By the slough, where the spinsters of Roseborough picnicked, the reeds and rushes were now silent and still, save where the light breeze passed; though there was a trail of freshly crushed and broken ones, where something heavier than the breeze had made its way through. One individual besides the toll-man saw the black-suited, black-whiskered stranger that afternoon. Johnson, the butcher’s boy, encountered him in a lane almost directly behind the two neighbouring cottages where lived Mr. Horace Ruggle and Miss Jenny’s mother, Mrs. Hackensee. Mrs. Hackensee occupied the front of her cottage and rented the two back rooms, overlooking the river, to Dr. Frei, the young musician who had come to Roseborough within the last few weeks. “Dr. Frei, Violin Instructor” said the written placard on his door.

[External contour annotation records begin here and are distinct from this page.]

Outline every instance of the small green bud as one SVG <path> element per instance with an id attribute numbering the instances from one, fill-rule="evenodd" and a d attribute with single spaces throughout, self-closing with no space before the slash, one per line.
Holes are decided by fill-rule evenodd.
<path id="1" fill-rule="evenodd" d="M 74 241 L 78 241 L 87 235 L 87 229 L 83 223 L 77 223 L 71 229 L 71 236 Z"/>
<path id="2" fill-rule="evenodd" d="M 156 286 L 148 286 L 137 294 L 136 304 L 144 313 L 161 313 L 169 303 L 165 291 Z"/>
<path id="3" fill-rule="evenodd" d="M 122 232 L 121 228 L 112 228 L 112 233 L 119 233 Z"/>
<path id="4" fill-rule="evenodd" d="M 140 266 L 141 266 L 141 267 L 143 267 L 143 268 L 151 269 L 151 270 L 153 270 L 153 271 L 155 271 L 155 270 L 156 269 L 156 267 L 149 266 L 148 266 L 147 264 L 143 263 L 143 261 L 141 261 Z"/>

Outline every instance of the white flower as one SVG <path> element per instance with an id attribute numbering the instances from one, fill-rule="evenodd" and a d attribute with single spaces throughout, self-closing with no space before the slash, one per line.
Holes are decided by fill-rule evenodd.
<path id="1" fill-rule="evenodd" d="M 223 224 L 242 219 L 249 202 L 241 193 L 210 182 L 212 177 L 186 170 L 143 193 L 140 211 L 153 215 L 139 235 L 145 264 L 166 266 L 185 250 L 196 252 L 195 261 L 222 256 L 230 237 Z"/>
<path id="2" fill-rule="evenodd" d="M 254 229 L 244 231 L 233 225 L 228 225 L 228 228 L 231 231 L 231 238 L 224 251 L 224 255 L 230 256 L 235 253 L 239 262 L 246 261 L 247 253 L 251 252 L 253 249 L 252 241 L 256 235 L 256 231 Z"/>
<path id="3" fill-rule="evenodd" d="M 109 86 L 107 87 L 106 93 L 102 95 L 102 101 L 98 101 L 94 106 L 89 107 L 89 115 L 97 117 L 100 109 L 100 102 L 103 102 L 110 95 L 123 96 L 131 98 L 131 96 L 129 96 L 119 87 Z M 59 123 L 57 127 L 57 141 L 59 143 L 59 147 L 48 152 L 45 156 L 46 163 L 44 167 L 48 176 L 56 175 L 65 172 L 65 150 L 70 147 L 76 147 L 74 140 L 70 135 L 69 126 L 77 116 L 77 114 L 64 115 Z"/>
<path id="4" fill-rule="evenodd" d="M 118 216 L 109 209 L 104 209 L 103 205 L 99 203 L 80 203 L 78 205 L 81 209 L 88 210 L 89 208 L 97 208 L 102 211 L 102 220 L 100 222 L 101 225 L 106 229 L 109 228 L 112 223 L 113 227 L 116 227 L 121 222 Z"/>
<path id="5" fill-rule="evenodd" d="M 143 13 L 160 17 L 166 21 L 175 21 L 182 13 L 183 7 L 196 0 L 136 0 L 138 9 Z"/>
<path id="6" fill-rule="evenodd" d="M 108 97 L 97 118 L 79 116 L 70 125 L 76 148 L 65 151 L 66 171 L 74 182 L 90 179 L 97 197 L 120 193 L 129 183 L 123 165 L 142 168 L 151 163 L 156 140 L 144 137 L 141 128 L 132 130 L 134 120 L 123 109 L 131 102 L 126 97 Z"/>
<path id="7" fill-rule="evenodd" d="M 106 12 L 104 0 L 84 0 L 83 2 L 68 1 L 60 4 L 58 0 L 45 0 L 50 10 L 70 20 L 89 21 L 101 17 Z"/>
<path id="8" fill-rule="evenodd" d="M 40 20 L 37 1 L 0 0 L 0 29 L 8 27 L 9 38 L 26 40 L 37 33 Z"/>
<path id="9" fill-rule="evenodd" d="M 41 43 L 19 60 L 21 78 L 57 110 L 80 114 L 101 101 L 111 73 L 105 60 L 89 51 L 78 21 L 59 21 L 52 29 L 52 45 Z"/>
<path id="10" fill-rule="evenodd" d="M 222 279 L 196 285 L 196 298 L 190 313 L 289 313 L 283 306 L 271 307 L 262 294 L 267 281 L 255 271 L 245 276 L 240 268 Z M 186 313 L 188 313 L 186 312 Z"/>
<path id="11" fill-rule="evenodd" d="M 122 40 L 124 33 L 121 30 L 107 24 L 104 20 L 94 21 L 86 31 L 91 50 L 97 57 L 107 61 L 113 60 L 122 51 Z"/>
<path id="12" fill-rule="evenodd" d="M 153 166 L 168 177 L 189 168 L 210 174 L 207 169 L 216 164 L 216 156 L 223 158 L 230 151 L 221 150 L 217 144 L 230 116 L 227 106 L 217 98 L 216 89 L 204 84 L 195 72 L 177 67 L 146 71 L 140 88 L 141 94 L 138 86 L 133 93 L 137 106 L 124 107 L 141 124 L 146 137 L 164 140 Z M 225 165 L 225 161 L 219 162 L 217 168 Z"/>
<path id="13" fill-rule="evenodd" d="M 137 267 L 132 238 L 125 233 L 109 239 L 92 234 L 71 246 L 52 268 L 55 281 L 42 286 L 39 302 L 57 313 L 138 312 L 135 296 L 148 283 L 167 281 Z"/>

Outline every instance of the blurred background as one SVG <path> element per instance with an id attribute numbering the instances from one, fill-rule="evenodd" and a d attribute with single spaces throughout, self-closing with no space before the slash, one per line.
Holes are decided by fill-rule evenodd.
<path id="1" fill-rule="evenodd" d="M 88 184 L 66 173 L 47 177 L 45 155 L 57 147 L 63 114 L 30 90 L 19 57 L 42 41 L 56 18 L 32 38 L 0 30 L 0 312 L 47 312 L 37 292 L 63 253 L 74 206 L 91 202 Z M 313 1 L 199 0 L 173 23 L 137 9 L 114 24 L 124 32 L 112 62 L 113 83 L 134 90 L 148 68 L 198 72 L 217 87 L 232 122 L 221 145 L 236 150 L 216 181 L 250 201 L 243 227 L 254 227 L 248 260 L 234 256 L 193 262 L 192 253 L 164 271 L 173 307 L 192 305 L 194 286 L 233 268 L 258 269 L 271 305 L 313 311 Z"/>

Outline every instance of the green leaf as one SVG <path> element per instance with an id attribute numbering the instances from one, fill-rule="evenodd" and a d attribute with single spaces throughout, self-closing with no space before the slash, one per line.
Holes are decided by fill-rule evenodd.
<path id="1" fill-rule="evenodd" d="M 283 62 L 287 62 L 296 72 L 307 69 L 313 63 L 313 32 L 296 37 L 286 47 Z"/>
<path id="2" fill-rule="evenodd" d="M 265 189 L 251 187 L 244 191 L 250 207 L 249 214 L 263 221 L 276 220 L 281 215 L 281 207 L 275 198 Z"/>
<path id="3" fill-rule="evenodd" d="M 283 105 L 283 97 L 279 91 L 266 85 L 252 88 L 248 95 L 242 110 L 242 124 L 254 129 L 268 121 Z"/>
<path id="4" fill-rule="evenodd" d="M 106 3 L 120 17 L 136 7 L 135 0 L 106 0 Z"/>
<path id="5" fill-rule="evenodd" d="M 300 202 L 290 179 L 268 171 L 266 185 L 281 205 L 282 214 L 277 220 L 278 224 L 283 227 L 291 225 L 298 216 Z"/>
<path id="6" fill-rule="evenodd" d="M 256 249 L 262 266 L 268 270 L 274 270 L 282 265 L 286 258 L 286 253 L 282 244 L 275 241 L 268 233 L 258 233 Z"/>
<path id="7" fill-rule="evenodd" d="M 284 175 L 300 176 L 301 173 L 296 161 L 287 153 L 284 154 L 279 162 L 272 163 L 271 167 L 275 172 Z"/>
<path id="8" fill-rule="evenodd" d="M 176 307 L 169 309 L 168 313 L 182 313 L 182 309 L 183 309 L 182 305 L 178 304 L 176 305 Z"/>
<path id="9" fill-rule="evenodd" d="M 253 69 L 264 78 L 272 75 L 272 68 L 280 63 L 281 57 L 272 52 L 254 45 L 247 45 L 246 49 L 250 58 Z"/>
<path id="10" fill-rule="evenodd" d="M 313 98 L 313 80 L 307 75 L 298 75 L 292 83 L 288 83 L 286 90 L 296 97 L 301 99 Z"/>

Johnson nursed an intense dislike for aliens; he “suspected ’em of plottin’ agin the guver-mint.” Dr. Frei was an alien, and Johnson told Mrs. Witherby’s day maid, Hannah Ann, that he suspected the black-whiskered man of being in a plot with Dr. Frei to blow up the Roseborough gaol or the bell tower “or sump’n”; because, when he turned about at the end of the lane for a second look, the stranger had disappeared! After he had left her, Hannah Ann was in a seriously overwrought condition; and so Mrs. Witherby found her when she returned from her drive. Such was Mrs. Witherby’s own temperament, that it was not long before mistress and maid were in the same state of mind. Indeed, Mrs. Witherby was obliged to forego her customary glass of stout at dinner, because Hannah Ann refused to descend alone to the cellar for it and Mrs. Witherby would not allow her daughter Corinne to accompany her. Mabel Crewe, her niece, was not afraid, but she had turned sulky and bitter under her aunt’s jibes on Wilton Howard’s account. She revenged herself, therefore, by mocking at Mrs. Witherby’s fears and by making her go without her ale.